There were mosquito bites, sunburns, and one truly glorious flood when someone (no one ever admitted it) left the tap running in the chalet after doing the dishes.
They survived on braais and sandwiches, colas, and stolen naps under beach towels.
Someone wore a tampon for the first time and inserted the string. It disappeared.
Panic.
Laughter.
Someone had to go in and get it.
She earned her badge of badassery that night.
They skinny-dipped more than once and pretended to be foreign tourists to talk their way out of a parking fine. They didn’t get the fine but it was close.
A stern man with a clipboard may still be thinking about that band of sunburned beauties.
The drive back was quieter but not silent.

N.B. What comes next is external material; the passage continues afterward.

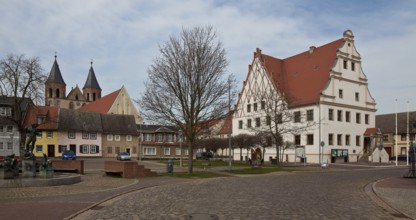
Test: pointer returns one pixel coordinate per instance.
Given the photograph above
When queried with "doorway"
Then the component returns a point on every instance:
(51, 150)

Through mountain passes and golden haze, over the long haul past Gordon’s Bay, back to the old fishery across the beach where the grease and salt felt like coming home.
And then...Lansdowne.
The summer beats back on.
The car dusty from the trip.
Soap suds flying on the lawn, giggles echoing between houses, rinsing off the miles and mischief while dancing barefoot with a hose in hand.
They were four young women then.
Wide open to the world.
Light on plans.
Heavy on trust.
And forty years later, they gathered again hips a little achier, laughs a little deeper.
In Plumstead this time, over tea and cake and a bottle of something strong, just because.
Same playlist, different tech.
Some of the same loves.
Different lines on the face.
The stories poured out like cola on a hot day.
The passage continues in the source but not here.